The St Mary’s Mission Hospital, Gigil, is slowly regaining its good repute six months after the takeover by Assumption Sisters of Nairobi.
The nuns took over management of the hospital in Gilgil last January 19 from Father William Charles Fryda following a court order.
The order was issued by Nakuru Environment and Lands Court in September 2017 after a bruising seven-year dispute between the nuns and the American priest.
The dispute put a dent on the hospital and the services it offered. Its reputation also took a beating, as patients sought services elsewhere. Only a few patients remained in the hospital.
During the take-over, which was marred by chaos, the nuns claimed some hospital equipment was looted.
“We discovered there was massive looting of hospital equipment during the take-over, we had only 10 patients remaining in the wards,” said Wangui Kamau, the hospital's manager at Gilgil.
According to Ms Kamau, some theatre and laboratory equipment went missing at the height of the dispute.
So dire was the situation that not even a minor surgery or simple test could be conducted at the facility.

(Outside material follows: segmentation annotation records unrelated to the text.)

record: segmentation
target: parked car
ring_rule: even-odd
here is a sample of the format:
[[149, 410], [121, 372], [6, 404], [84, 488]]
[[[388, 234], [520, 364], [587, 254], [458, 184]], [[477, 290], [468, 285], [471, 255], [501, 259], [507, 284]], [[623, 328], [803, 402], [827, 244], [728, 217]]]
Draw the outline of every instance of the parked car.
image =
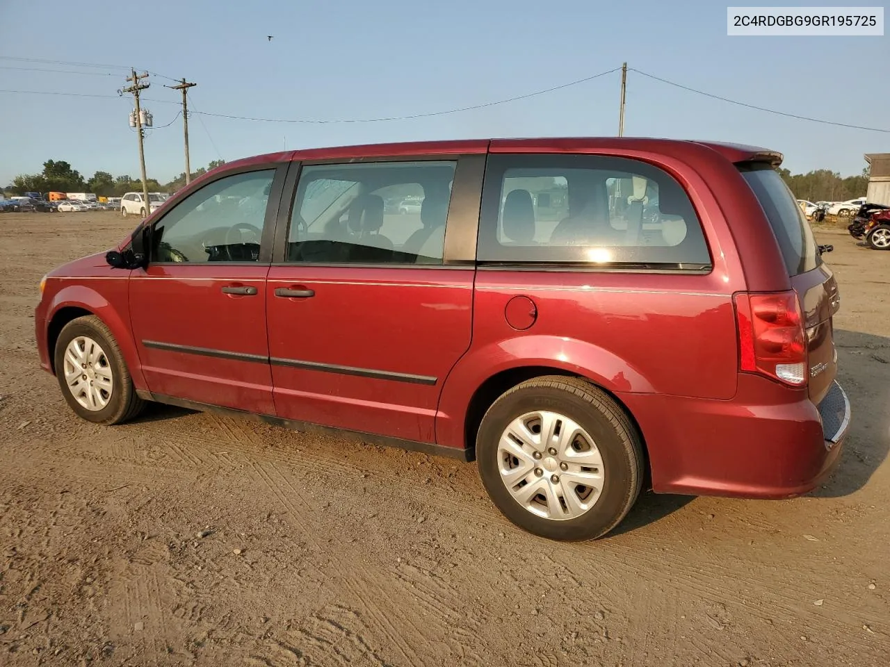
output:
[[62, 213], [74, 213], [88, 211], [89, 209], [81, 202], [75, 201], [74, 199], [67, 199], [65, 201], [59, 202], [58, 210]]
[[839, 218], [848, 218], [860, 207], [865, 204], [865, 197], [860, 197], [856, 199], [847, 199], [846, 202], [837, 202], [829, 206], [828, 213], [830, 215], [837, 215]]
[[[127, 192], [120, 199], [120, 214], [125, 218], [127, 215], [140, 215], [145, 217], [145, 203], [142, 201], [142, 192]], [[157, 192], [149, 193], [150, 213], [154, 213], [164, 203], [164, 198]]]
[[33, 213], [36, 210], [29, 197], [13, 197], [10, 201], [15, 202], [15, 210], [18, 213]]
[[[830, 247], [781, 162], [613, 138], [228, 163], [105, 261], [44, 277], [40, 364], [96, 423], [159, 401], [475, 460], [498, 508], [548, 538], [608, 533], [643, 483], [797, 495], [837, 462], [850, 404]], [[540, 217], [557, 179], [565, 215]], [[380, 193], [417, 184], [419, 220], [384, 221]]]

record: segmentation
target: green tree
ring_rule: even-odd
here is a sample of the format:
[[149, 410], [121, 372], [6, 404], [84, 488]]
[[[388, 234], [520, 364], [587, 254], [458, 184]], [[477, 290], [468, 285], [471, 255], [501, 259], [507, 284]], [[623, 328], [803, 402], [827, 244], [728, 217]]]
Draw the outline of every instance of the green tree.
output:
[[46, 192], [49, 190], [46, 179], [42, 174], [23, 173], [12, 179], [11, 189], [15, 195], [24, 195], [26, 192]]
[[114, 177], [108, 172], [96, 172], [86, 181], [86, 189], [101, 197], [108, 197], [114, 194]]
[[43, 175], [46, 179], [47, 190], [70, 192], [81, 190], [85, 186], [80, 173], [72, 169], [71, 165], [64, 160], [44, 162]]

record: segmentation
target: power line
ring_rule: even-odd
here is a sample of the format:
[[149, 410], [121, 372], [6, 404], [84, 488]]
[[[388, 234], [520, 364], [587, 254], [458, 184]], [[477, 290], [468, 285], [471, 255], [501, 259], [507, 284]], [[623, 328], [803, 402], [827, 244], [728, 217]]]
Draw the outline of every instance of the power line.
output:
[[260, 123], [307, 123], [313, 125], [328, 125], [333, 123], [384, 123], [386, 121], [392, 120], [412, 120], [414, 118], [429, 118], [433, 116], [446, 116], [448, 114], [457, 114], [461, 111], [472, 111], [477, 108], [485, 108], [487, 107], [494, 107], [498, 104], [506, 104], [507, 102], [514, 102], [520, 100], [528, 100], [530, 97], [537, 97], [538, 95], [544, 95], [547, 92], [553, 92], [554, 91], [562, 90], [562, 88], [568, 88], [572, 85], [578, 85], [578, 84], [585, 84], [588, 81], [593, 81], [600, 76], [605, 76], [607, 74], [611, 74], [612, 72], [617, 72], [621, 68], [614, 68], [613, 69], [609, 69], [605, 72], [600, 72], [599, 74], [595, 74], [591, 76], [585, 76], [581, 79], [577, 79], [575, 81], [570, 81], [568, 84], [561, 84], [560, 85], [554, 85], [550, 88], [545, 88], [544, 90], [535, 91], [534, 92], [528, 92], [524, 95], [516, 95], [515, 97], [509, 97], [505, 100], [497, 100], [492, 102], [482, 102], [481, 104], [473, 104], [470, 107], [460, 107], [458, 108], [449, 108], [442, 111], [430, 111], [422, 114], [411, 114], [409, 116], [389, 116], [380, 118], [336, 118], [331, 120], [321, 120], [321, 119], [309, 119], [309, 118], [258, 118], [249, 116], [233, 116], [231, 114], [218, 114], [210, 111], [198, 111], [195, 113], [199, 116], [213, 116], [217, 118], [230, 118], [232, 120], [252, 120]]
[[[145, 98], [142, 98], [142, 99], [144, 100]], [[174, 123], [175, 123], [175, 122], [176, 122], [176, 118], [178, 118], [178, 117], [179, 117], [180, 116], [182, 116], [182, 111], [177, 111], [177, 112], [176, 112], [176, 115], [175, 115], [174, 117], [173, 117], [173, 120], [172, 120], [172, 121], [170, 121], [169, 123], [167, 123], [167, 124], [166, 124], [166, 125], [152, 125], [152, 126], [151, 126], [151, 129], [152, 129], [152, 130], [159, 130], [159, 129], [161, 129], [162, 127], [169, 127], [169, 126], [170, 126], [170, 125], [173, 125]]]
[[[61, 91], [13, 91], [0, 89], [0, 92], [14, 92], [22, 95], [61, 95], [63, 97], [99, 97], [107, 100], [120, 100], [120, 95], [101, 95], [90, 92], [62, 92]], [[179, 104], [174, 100], [158, 100], [157, 98], [143, 97], [142, 100], [148, 102], [158, 102], [159, 104]]]
[[44, 65], [74, 65], [82, 68], [114, 68], [117, 69], [129, 69], [123, 65], [109, 65], [97, 62], [77, 62], [74, 60], [49, 60], [44, 58], [23, 58], [20, 56], [0, 56], [0, 60], [16, 60], [18, 62], [42, 62]]
[[705, 92], [704, 91], [700, 91], [695, 88], [690, 88], [688, 85], [683, 85], [682, 84], [676, 84], [673, 81], [668, 81], [668, 79], [663, 79], [660, 76], [656, 76], [653, 74], [648, 74], [647, 72], [641, 71], [635, 68], [627, 68], [631, 71], [636, 72], [637, 74], [642, 74], [643, 76], [648, 76], [651, 79], [655, 79], [656, 81], [660, 81], [662, 84], [668, 84], [668, 85], [673, 85], [677, 88], [682, 88], [684, 91], [689, 91], [690, 92], [695, 92], [700, 95], [704, 95], [705, 97], [709, 97], [713, 100], [720, 100], [721, 101], [729, 102], [730, 104], [737, 104], [740, 107], [745, 107], [747, 108], [754, 108], [757, 111], [765, 111], [769, 114], [775, 114], [777, 116], [784, 116], [789, 118], [797, 118], [797, 120], [808, 120], [811, 123], [821, 123], [825, 125], [836, 125], [837, 127], [849, 127], [854, 130], [868, 130], [870, 132], [881, 132], [886, 133], [890, 133], [890, 130], [884, 130], [879, 127], [866, 127], [865, 125], [853, 125], [847, 123], [836, 123], [830, 120], [822, 120], [821, 118], [812, 118], [808, 116], [799, 116], [798, 114], [789, 114], [785, 111], [777, 111], [774, 108], [766, 108], [765, 107], [758, 107], [755, 104], [748, 104], [747, 102], [740, 102], [738, 100], [730, 100], [728, 97], [722, 97], [721, 95], [714, 95], [710, 92]]
[[[0, 60], [15, 60], [17, 62], [36, 62], [42, 63], [44, 65], [69, 65], [72, 67], [82, 67], [82, 68], [114, 68], [116, 69], [130, 69], [130, 67], [125, 65], [109, 65], [102, 64], [99, 62], [77, 62], [75, 60], [50, 60], [44, 58], [21, 58], [18, 56], [0, 56]], [[162, 79], [169, 79], [170, 81], [178, 81], [173, 76], [167, 76], [165, 74], [160, 74], [159, 72], [153, 72], [148, 70], [149, 74], [152, 76], [159, 76]], [[85, 74], [85, 72], [70, 72], [70, 74]], [[115, 76], [118, 75], [113, 75]]]
[[48, 68], [17, 68], [11, 65], [0, 65], [0, 69], [18, 69], [23, 72], [58, 72], [59, 74], [85, 74], [89, 76], [117, 76], [114, 72], [78, 72], [75, 69], [50, 69]]
[[[200, 114], [201, 113], [197, 108], [195, 108], [194, 99], [192, 99], [191, 108], [192, 108], [192, 110], [189, 112], [190, 114]], [[222, 160], [223, 162], [225, 162], [225, 157], [223, 157], [222, 154], [220, 153], [220, 149], [218, 148], [216, 148], [216, 142], [214, 141], [214, 138], [212, 136], [210, 136], [210, 130], [208, 130], [207, 126], [206, 125], [204, 125], [204, 118], [202, 118], [200, 116], [198, 116], [198, 122], [200, 123], [201, 124], [201, 127], [204, 128], [204, 132], [207, 135], [207, 139], [210, 140], [210, 145], [214, 147], [214, 150], [216, 151], [216, 155], [219, 156], [219, 157], [220, 157], [221, 160]]]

“Some sections of the hospital were grounded; the theatre could not operate and the laboratory had no equipment, we could not do anything. The situation then was frightening,” she said.

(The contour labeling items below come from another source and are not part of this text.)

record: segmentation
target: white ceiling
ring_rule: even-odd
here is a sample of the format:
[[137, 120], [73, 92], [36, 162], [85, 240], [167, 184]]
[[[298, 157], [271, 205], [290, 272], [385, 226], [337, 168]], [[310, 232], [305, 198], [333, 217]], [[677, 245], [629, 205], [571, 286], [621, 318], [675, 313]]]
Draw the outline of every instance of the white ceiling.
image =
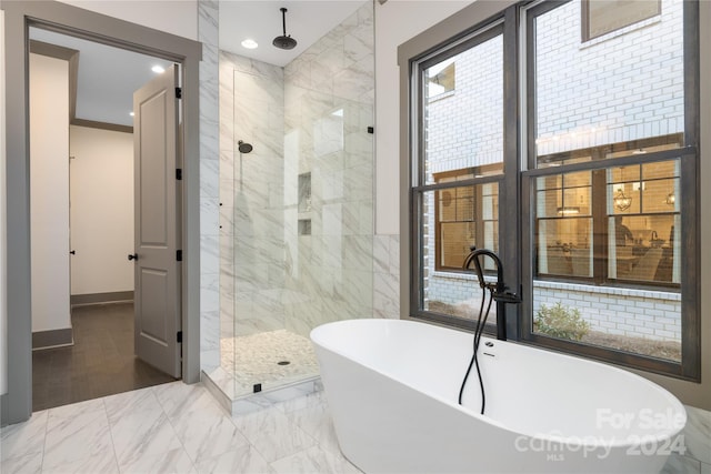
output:
[[[220, 49], [284, 67], [363, 3], [363, 0], [221, 1]], [[297, 47], [289, 51], [271, 43], [283, 34], [281, 7], [288, 9], [287, 34], [297, 40]], [[259, 47], [253, 50], [242, 47], [242, 40], [248, 38]]]
[[77, 119], [133, 127], [133, 91], [171, 62], [52, 31], [30, 28], [30, 39], [79, 51]]
[[[286, 65], [352, 14], [363, 0], [228, 0], [220, 1], [220, 49], [277, 65]], [[272, 46], [282, 34], [281, 7], [287, 12], [287, 34], [297, 40], [286, 51]], [[30, 38], [80, 51], [77, 118], [121, 125], [133, 124], [133, 91], [156, 75], [151, 68], [170, 62], [106, 44], [38, 28]], [[241, 46], [251, 38], [253, 50]]]

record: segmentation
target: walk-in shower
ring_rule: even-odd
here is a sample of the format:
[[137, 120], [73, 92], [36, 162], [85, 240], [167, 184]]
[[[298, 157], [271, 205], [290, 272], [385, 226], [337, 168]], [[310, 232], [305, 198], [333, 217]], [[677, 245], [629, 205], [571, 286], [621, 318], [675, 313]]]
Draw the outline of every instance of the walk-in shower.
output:
[[220, 360], [203, 369], [233, 401], [308, 385], [310, 331], [372, 316], [373, 70], [372, 2], [283, 68], [220, 52]]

The new management at Gigil had to rely on the main St Mary's hospital in Nairobi to restore operations.
The Standard visited the hospital last week and established that it was slowly regaining its footing.

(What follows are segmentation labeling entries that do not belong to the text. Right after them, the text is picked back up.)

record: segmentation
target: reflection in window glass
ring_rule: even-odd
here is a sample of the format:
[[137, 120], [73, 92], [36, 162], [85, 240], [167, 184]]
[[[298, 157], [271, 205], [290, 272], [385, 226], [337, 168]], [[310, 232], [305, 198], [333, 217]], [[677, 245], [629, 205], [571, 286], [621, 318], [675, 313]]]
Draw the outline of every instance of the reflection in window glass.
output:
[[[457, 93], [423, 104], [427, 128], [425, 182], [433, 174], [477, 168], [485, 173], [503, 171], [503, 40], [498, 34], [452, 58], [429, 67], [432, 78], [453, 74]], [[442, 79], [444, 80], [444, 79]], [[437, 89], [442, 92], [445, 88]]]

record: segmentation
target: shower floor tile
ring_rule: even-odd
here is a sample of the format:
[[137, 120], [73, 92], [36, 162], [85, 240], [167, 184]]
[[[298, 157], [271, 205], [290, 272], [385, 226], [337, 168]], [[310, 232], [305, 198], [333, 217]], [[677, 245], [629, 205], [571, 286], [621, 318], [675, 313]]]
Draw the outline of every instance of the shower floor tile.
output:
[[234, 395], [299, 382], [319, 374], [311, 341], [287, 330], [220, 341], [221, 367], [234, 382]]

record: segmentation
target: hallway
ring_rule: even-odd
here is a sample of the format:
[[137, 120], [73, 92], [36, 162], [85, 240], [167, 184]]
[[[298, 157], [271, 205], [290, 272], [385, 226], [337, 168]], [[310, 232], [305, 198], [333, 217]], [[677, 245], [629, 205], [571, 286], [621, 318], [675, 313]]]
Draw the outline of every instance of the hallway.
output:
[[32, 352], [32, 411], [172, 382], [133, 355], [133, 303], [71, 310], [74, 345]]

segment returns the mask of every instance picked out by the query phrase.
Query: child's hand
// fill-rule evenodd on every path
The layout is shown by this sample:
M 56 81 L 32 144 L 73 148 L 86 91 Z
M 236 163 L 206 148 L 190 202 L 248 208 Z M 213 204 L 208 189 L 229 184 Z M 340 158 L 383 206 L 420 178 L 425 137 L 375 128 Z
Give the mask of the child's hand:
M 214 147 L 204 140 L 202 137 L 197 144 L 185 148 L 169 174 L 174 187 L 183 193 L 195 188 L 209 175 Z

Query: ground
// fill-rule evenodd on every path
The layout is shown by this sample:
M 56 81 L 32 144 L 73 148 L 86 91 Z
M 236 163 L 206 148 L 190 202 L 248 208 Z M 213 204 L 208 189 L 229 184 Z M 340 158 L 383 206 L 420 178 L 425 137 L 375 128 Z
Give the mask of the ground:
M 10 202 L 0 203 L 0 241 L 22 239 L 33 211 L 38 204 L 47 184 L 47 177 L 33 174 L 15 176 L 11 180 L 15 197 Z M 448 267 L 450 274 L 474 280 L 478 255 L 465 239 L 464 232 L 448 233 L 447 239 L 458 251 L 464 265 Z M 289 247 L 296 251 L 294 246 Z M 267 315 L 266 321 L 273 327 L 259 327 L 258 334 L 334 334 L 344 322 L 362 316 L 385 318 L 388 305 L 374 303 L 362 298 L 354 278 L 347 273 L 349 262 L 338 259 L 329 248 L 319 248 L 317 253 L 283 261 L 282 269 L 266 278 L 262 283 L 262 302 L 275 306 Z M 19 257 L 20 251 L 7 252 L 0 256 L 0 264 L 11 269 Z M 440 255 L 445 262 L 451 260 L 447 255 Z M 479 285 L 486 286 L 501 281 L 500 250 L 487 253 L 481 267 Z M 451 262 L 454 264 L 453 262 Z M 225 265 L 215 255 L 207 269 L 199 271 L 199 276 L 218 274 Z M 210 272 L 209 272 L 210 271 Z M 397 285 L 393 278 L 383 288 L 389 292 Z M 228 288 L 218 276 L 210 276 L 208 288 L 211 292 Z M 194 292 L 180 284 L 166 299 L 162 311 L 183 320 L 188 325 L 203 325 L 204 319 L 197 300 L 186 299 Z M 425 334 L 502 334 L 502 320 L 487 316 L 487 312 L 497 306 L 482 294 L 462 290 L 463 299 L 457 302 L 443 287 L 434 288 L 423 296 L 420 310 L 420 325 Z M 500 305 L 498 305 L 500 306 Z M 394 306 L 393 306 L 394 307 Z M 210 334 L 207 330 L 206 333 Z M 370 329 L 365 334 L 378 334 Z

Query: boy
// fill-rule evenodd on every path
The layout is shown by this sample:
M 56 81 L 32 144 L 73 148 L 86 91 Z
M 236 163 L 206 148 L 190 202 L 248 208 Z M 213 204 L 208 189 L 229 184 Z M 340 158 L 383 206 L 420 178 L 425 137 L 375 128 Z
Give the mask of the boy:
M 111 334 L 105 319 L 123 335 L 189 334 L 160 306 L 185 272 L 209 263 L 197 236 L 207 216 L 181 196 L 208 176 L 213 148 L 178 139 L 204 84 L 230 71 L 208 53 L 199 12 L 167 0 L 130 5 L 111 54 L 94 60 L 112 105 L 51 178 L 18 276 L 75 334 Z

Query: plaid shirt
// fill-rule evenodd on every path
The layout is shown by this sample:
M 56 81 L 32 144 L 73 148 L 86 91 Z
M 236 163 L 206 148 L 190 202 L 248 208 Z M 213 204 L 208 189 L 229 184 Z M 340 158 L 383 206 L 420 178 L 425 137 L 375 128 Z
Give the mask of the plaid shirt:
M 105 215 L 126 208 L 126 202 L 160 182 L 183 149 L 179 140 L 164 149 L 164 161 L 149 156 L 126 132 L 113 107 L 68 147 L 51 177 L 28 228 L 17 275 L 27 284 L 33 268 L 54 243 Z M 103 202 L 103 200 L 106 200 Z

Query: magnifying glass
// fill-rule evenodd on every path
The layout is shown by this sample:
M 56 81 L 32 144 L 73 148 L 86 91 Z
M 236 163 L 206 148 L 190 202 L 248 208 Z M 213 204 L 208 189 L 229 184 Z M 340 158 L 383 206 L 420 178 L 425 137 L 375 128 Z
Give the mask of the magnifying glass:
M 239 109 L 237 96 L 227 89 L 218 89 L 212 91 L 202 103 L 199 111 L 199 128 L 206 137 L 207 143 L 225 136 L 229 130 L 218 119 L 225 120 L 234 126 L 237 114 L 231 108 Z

“We recovered some theatre equipment and are now able to conduct major and minor operations,” she said.
The hospital has used millions of shillings to regain its footing. According to the administrators, more than Sh26 million has been used to acquire new theatre equipment and surgical sets.
Another Sh20Million was spent on laboratory equipment.
The facility's image is slowly getting restored, and patients are trickling back. The hospital now receives an average of 150 out patients per day.
Over 30 patients are currently admitted in its 120-capacity wards.
“The numbers were low, but consistently increasing,” said the hospital's manager.